En essayant aujourd'hui de retrouver exactement les impressions qui me saisirent devant les deux complices de Jacques Molan dans son jeu favori de l'amour sans cœur, je me rends compte que ma connaissance actuelle de leurs caractères influe sur mon souvenir de cette première rencontre. Je ne crois cependant pas donner à ce souvenir une retouche trop forte. Je m'entends encore, tandis que des applaudissements montaient de l'orchestre, sombre d'habits noirs, et descendaient des loges rayonnantes de toilettes, vers la petite Favier, oui, je m'entends disant à Jacques:

—«Tu choisis bien, quand tu t'y mets.»

—«On fait ce qu'on peut,» dit-il en hochant la tête.

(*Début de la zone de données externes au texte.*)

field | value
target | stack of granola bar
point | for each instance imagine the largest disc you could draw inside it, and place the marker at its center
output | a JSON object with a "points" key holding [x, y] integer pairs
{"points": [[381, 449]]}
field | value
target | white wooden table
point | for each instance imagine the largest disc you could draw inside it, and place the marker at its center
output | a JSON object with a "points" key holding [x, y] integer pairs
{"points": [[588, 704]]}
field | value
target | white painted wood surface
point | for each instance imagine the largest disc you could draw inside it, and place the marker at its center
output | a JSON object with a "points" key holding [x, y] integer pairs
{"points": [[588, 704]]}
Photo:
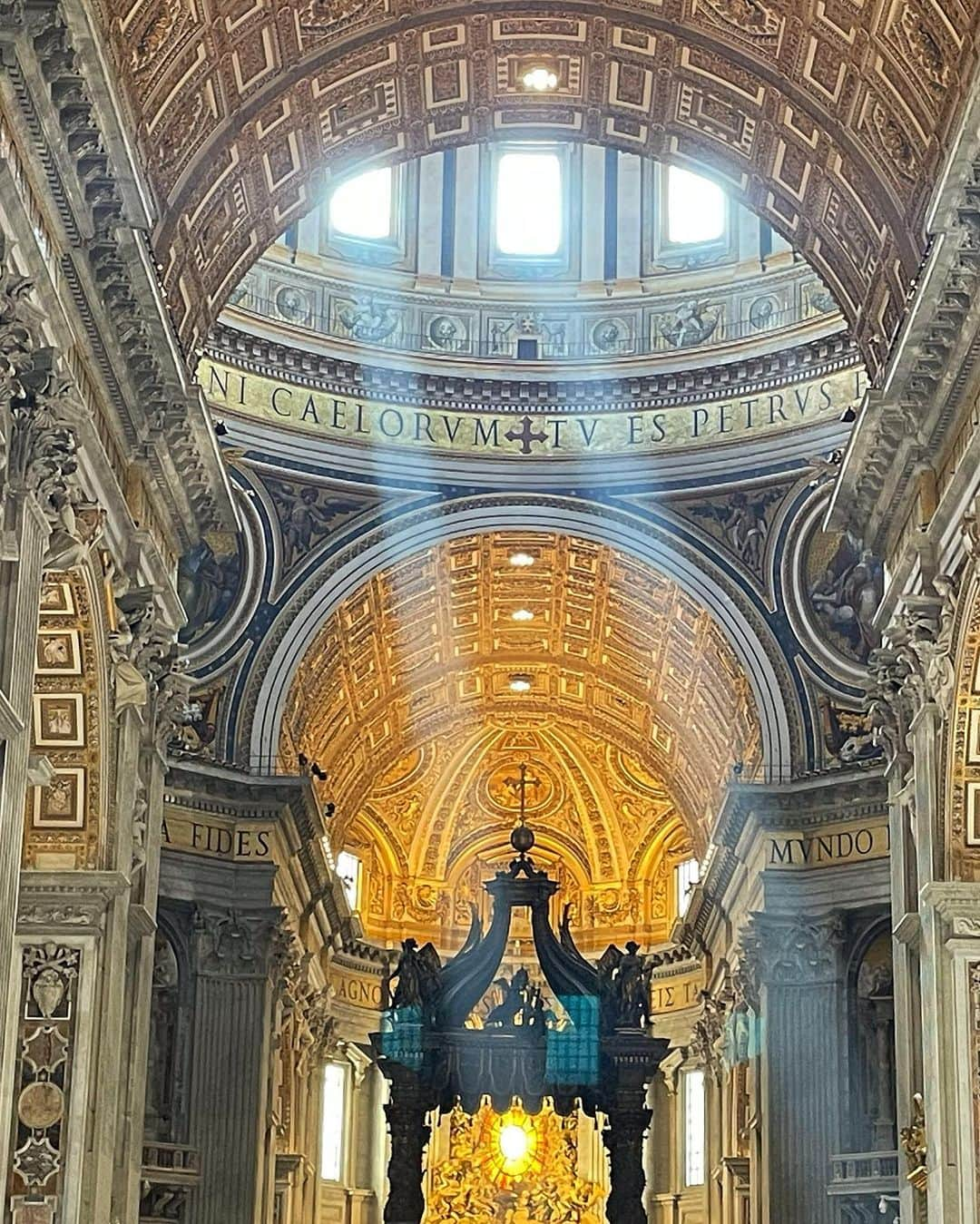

—«Je me demande,» continuai-je, «avec des maîtresses de cette beauté-là...»

—«Une maîtresse,» rectifia-t-il. «Mme de Bonnivet n'est pas ma maîtresse.»

—«Pour ce que je veux dire,» repris-je, «cela revient au même. Je me demande donc comment tu t'arranges pour échapper à la chronique, au roman à clef, enfin à tous les jolis procédés de polémique habituels à tes confrères?...»

—«Je suis comme Proudhon,» répondit-il en riant, «de qui Hugo prétendait qu'il avait de la peau de crapaud dans sa poche. Il paraît que ce talisman sauve de tous les dangers...»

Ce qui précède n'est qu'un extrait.